Sounds simple enough since my father never had a middle name, and my mother’s middle name was May. But at birth my mother was Evelyn May Kosoglad. Koso what? you ask. Can you say that again?
No one ever gets it right the first time, but as one cousin said. “It’s just ‘O-so-glad with a K.’”
Sort of friendly, I thought, until I learned the true meaning. In Russia, where all my grandparents were born, the odd moniker meant cross-eyed. So what did this say about my family? Did my great great great grandfather make his way in this world staring at his toes? Why else would he pick a disgusting name like that? I soon began researching the origin of this nightmare.
Most Europeans acquired surnames around 1000 A.D., but Jews weren’t assigned until the early 1800s when Napoleon came to power and was busy conquering the world. I guess they suddenly felt the need for full identification to serve in the czar’s army, or more likely to escape it.
Before then, people only used first names, and further clarification was only needed when there were two Peters or two Charles in town.
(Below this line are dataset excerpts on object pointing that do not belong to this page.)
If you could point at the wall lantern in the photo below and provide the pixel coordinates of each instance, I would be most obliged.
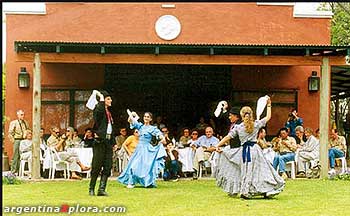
(23, 78)
(313, 82)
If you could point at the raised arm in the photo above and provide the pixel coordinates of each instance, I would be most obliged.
(223, 141)
(268, 111)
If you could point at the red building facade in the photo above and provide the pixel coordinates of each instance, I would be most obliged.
(65, 76)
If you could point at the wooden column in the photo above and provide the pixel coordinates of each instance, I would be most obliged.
(324, 115)
(36, 117)
(336, 117)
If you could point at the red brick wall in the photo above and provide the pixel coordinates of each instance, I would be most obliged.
(220, 23)
(281, 78)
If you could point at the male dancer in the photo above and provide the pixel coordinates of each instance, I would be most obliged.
(103, 146)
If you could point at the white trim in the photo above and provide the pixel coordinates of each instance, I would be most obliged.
(277, 3)
(25, 12)
(318, 14)
(24, 8)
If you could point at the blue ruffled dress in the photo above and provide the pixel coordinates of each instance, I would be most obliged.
(147, 161)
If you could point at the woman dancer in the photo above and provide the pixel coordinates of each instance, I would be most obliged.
(147, 160)
(251, 173)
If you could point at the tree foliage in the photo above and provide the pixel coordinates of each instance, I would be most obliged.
(340, 29)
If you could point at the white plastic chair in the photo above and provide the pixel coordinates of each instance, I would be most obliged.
(343, 165)
(292, 168)
(55, 160)
(208, 163)
(22, 167)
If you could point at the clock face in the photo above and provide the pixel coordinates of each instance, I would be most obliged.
(168, 27)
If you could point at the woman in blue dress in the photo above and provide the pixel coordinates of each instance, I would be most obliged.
(246, 170)
(147, 160)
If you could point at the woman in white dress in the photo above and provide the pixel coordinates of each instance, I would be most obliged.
(251, 174)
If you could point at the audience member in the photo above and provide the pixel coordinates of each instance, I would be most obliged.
(293, 121)
(159, 123)
(300, 137)
(309, 152)
(25, 147)
(206, 145)
(117, 149)
(70, 142)
(285, 151)
(16, 134)
(172, 164)
(62, 149)
(317, 133)
(268, 152)
(131, 142)
(76, 138)
(183, 142)
(201, 125)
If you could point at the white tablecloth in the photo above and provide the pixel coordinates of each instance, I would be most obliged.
(84, 155)
(186, 156)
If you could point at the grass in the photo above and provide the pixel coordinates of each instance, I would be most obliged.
(203, 197)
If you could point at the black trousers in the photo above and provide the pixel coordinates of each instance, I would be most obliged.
(101, 160)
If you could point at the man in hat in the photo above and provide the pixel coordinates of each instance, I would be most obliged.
(234, 117)
(16, 134)
(103, 148)
(223, 122)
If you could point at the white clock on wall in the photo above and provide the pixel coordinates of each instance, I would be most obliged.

In those days they either used the father’s name, like Peter, son of John, who became Peter Johnson, or they selected the family’s profession, like Charles son of the Goldsmith, who naturally became Charles Goldsmith.
But each last name changed in every generation.
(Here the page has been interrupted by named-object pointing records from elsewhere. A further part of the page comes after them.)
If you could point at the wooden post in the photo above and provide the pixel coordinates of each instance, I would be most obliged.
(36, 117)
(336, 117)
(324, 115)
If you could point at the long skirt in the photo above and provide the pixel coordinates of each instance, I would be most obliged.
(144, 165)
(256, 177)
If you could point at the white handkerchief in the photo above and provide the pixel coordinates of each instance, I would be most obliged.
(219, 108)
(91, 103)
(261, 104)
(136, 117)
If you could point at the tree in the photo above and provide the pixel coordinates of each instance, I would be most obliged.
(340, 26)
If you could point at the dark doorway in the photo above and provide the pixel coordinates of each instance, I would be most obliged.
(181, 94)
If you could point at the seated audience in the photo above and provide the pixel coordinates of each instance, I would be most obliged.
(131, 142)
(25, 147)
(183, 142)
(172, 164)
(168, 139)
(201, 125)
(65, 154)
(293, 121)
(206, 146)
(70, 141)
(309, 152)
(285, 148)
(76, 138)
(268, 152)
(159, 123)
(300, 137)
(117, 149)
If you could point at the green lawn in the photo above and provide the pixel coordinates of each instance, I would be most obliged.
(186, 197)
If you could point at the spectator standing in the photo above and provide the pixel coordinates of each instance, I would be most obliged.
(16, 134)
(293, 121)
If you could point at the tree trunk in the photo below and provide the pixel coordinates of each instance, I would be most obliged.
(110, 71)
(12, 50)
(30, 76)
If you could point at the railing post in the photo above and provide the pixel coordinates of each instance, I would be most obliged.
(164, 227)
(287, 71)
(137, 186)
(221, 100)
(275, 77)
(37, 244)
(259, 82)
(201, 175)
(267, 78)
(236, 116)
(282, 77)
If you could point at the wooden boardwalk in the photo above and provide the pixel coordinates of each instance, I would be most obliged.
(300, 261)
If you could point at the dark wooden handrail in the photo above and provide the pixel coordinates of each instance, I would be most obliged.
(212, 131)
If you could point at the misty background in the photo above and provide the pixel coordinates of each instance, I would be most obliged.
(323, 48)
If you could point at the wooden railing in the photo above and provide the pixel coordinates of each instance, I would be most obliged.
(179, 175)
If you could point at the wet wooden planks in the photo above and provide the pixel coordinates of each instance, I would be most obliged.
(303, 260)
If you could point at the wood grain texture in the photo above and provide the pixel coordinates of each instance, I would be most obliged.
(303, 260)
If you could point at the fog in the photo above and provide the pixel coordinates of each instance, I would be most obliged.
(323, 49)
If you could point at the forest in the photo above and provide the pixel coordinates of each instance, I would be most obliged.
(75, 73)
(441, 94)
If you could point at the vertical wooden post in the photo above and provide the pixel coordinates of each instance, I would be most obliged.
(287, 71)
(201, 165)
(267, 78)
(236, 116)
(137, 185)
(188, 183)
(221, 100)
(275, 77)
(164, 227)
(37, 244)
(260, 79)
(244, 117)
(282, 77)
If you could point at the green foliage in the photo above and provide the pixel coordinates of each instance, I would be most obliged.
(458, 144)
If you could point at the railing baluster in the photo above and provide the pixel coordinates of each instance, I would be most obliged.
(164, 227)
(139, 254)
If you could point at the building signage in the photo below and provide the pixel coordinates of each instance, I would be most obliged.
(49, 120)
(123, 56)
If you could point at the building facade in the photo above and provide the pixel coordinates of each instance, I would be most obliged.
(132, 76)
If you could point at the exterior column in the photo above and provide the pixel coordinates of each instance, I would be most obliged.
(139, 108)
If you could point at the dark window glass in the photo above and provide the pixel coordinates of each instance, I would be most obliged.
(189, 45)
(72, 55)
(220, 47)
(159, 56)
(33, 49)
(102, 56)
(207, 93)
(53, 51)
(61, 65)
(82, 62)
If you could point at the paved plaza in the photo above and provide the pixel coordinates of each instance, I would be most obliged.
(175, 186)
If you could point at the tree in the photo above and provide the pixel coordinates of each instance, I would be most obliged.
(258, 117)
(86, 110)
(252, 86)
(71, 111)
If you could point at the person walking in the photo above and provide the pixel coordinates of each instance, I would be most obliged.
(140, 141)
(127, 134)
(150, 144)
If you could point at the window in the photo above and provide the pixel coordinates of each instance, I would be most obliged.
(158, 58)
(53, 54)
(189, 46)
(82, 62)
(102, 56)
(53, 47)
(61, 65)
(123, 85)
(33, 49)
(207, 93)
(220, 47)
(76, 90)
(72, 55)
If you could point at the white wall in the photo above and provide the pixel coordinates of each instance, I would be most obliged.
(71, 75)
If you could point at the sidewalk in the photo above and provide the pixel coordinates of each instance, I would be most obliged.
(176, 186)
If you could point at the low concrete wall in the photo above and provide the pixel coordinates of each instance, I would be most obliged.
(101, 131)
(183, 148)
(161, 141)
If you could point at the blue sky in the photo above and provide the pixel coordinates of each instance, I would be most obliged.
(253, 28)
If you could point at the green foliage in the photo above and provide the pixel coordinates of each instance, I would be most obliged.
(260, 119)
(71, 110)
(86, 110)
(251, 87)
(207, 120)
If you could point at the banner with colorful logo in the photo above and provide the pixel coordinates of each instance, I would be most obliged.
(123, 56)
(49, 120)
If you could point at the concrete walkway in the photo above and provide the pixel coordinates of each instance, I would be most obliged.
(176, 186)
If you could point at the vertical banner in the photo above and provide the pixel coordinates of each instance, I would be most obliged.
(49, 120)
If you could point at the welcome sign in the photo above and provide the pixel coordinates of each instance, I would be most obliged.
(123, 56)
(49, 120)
So if Peter had a son John, he became John Peterson, but only until John had a child of his own. If John named his own son William, the boy then became William Johnson. In effect, each family created a totally different last name every twenty years or so, which got more than a little confusing.
|I suddenly have empathy for cross-eyed people.|
How did they solve this problem? Russia, always the innovator, produced a new plan. Everyone could pick a surname, but the prettier it was, the more you paid for the privilege.And that was the problem.
My ancestors were obviously short a couple kopeks so buying a decent name was out of the question. Unable to bribe the government officials, the poorest of the peasants were assigned nasty names—like the Russian equivalents of dumb, lazy, stupid, and (I sigh), a little cross eyed.
That was my mother’s inheritance.
My mother's family luckily emigrated to America in the early nineteen hundreds. Born in the twenties, Evelyn May Kosoglad was one of six children, five girls and a boy, which made my Uncle Sol the only one stuck with his surname for life. Married with three children, he solved the problem once and for all. Sol petitioned a Michigan court and changed Kosoglad to Keller, finally ending the tyranny of the czar and any future cross-eyed descendants.
And the moral of this story is: Don’t take our freedoms for granted. My family now owns stock in Lenscrafters, and our eyes see straight ahead.